Docs: Braintrust | Anthropic: Eval guide

Benchmark

A standardized eval that lets you compare models or agents against each other. The leaderboard everyone argues about.

In practice: SWE-bench tests coding agents on real GitHub issues. MMLU tests general knowledge. HumanEval tests code generation.

Docs: SWE-bench | LMSYS Chatbot Arena

Artifact

A file the agent produced that you actually keep, vs the 400 it produced and threw away. The deliverable.

In practice: A PR, a generated report, a refactored codebase, a design mockup. Claude's Artifacts feature renders code/docs inline.

2 terms

Safety & Trust

Guardrails

Rules and checks that prevent the agent from doing something dangerous, unethical, or just plain stupid. The bumpers on the bowling lane.

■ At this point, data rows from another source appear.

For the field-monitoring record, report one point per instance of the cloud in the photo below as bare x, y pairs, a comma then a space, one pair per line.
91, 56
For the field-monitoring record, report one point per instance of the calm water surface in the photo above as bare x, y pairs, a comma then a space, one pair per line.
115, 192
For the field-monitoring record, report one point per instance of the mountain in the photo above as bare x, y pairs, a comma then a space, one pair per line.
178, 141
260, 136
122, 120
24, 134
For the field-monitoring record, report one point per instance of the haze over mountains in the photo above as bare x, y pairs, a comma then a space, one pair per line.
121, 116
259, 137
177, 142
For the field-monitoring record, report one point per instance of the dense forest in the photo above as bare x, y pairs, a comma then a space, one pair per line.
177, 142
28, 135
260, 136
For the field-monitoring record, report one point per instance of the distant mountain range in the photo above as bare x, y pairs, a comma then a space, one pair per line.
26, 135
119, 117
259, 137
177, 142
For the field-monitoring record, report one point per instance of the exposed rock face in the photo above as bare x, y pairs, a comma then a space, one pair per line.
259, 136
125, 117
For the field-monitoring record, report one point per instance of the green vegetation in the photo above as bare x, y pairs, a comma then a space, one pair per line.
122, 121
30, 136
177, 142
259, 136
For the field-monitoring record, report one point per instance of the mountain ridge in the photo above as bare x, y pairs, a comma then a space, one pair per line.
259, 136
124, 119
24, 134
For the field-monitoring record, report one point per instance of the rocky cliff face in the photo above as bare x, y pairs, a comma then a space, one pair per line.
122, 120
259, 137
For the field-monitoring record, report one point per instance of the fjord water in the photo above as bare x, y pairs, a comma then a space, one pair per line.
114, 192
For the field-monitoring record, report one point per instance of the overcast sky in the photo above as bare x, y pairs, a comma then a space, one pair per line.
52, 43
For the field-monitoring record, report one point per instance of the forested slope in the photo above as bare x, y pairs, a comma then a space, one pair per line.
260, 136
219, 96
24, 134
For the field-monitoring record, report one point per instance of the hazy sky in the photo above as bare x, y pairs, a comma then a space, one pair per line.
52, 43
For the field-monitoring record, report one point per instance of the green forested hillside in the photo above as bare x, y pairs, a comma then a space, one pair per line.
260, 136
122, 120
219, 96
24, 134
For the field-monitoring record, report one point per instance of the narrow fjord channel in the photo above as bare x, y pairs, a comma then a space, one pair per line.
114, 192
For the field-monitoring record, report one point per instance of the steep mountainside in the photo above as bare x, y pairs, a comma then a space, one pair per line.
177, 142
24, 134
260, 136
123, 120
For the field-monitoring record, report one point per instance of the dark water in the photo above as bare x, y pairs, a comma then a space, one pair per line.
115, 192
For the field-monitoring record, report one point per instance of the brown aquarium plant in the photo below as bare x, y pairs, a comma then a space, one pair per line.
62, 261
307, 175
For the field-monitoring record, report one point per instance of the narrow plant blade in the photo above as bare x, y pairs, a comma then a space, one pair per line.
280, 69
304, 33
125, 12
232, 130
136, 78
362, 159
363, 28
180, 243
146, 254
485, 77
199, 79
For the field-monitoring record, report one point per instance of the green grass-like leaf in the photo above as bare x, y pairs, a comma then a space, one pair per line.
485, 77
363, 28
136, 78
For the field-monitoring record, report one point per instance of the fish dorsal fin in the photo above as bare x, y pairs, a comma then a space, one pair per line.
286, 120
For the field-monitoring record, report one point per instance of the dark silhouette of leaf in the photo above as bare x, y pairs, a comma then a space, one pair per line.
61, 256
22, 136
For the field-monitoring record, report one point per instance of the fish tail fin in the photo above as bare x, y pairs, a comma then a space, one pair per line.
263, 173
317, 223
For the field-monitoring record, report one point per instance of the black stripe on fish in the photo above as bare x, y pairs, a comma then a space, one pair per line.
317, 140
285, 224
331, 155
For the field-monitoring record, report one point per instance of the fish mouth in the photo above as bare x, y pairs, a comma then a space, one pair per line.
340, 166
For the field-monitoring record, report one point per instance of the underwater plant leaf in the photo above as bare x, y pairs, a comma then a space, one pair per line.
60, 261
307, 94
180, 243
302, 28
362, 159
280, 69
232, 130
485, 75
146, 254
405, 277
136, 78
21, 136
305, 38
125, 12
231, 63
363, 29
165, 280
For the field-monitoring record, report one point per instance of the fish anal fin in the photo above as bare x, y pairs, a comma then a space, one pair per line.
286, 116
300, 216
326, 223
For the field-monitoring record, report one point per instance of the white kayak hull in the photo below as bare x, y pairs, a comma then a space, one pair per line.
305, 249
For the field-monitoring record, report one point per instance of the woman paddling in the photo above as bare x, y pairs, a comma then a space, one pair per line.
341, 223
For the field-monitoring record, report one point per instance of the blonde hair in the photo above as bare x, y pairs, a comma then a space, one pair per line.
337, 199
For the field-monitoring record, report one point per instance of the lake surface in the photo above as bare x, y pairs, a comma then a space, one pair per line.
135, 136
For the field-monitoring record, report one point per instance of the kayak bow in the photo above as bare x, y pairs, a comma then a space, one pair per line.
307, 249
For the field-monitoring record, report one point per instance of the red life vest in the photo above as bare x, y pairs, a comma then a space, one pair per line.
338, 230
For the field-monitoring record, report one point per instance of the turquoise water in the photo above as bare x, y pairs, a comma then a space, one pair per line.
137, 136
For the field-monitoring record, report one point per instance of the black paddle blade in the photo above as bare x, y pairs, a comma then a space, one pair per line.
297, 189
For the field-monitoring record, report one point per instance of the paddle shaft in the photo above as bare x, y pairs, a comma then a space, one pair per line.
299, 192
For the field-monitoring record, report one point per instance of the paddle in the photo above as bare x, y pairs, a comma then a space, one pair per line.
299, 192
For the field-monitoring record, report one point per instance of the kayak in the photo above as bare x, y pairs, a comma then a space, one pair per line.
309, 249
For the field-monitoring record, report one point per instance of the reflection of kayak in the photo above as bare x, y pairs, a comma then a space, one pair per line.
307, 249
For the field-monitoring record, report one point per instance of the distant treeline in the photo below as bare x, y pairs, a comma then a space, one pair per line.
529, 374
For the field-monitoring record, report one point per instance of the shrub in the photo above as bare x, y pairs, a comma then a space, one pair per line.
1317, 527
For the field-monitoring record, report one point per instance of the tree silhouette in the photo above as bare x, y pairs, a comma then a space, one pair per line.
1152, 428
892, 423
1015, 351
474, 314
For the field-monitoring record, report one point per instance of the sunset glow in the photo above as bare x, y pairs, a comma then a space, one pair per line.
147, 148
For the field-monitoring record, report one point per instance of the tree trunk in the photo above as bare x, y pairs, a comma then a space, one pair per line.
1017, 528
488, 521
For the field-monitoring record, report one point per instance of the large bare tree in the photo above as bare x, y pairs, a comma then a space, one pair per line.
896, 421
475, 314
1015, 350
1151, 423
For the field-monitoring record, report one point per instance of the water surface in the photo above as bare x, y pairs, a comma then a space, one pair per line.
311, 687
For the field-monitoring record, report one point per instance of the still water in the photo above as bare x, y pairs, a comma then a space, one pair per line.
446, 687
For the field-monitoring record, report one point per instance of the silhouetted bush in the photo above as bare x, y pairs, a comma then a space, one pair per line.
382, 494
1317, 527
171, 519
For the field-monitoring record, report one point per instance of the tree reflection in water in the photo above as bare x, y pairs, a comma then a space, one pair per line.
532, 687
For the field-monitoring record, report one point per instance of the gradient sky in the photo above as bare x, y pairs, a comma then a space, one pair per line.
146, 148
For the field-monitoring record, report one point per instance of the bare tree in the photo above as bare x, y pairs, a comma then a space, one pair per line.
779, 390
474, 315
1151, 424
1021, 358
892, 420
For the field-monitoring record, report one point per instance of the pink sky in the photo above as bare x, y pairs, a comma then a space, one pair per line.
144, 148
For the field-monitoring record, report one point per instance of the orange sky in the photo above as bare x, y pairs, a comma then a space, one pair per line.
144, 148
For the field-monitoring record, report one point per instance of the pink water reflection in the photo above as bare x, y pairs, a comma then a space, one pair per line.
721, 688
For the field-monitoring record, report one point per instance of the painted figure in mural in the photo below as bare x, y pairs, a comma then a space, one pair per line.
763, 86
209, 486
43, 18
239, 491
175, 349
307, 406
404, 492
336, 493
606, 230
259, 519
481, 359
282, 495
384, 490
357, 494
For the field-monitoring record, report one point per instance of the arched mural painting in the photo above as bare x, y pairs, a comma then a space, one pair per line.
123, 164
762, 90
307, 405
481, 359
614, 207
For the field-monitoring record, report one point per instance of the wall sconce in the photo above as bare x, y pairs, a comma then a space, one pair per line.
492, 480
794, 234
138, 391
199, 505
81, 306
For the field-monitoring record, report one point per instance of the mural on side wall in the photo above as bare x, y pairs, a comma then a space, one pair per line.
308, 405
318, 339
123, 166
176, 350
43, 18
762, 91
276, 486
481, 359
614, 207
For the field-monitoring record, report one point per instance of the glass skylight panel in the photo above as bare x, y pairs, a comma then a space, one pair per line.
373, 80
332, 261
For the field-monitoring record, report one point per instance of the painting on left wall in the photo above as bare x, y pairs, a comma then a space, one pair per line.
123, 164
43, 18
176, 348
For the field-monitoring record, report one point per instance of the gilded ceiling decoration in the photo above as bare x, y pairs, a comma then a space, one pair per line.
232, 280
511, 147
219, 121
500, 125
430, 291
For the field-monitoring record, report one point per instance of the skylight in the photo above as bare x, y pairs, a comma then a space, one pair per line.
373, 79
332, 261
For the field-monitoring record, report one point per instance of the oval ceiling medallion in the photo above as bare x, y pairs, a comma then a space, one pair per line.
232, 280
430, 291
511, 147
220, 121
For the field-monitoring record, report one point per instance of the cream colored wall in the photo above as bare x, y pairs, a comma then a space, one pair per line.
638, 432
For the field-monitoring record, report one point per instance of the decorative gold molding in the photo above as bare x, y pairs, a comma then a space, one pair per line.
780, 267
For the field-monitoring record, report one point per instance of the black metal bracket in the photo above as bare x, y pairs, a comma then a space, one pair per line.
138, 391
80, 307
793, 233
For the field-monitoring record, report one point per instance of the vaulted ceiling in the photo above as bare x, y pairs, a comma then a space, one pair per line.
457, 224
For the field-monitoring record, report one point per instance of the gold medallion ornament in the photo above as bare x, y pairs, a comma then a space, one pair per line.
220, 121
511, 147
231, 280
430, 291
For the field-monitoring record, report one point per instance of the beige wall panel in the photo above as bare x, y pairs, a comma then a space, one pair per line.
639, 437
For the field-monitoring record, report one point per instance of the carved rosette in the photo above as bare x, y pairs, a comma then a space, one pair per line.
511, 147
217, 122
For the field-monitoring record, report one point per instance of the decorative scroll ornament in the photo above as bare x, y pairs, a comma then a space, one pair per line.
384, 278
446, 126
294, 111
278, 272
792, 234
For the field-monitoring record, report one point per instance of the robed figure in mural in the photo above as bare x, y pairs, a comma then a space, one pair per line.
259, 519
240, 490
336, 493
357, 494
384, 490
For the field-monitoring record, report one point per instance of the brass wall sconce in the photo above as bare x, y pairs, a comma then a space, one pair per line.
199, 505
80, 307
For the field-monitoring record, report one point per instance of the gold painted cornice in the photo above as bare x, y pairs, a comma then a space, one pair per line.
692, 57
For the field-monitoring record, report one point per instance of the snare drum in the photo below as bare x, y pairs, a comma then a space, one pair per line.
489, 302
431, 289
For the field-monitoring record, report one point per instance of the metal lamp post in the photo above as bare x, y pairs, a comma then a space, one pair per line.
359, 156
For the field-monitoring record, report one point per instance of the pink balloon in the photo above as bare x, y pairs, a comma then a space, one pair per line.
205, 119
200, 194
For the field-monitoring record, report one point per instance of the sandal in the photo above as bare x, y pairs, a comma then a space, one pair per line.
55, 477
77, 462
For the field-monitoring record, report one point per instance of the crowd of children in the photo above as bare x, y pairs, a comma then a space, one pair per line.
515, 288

In practice: Preventing the agent from running rm -rf /. Blocking it from sending emails without approval. Limiting API spend to $50/run.

Docs: Guardrails AI | OpenAI: Safety

Human-in-the-Loop (HITL)

Requiring a human to approve or review before the agent takes a high-stakes action. The emergency brake. Trust but verify.

In practice: The agent drafts a PR but waits for you to approve before merging. It writes an email but doesn't send until you click OK.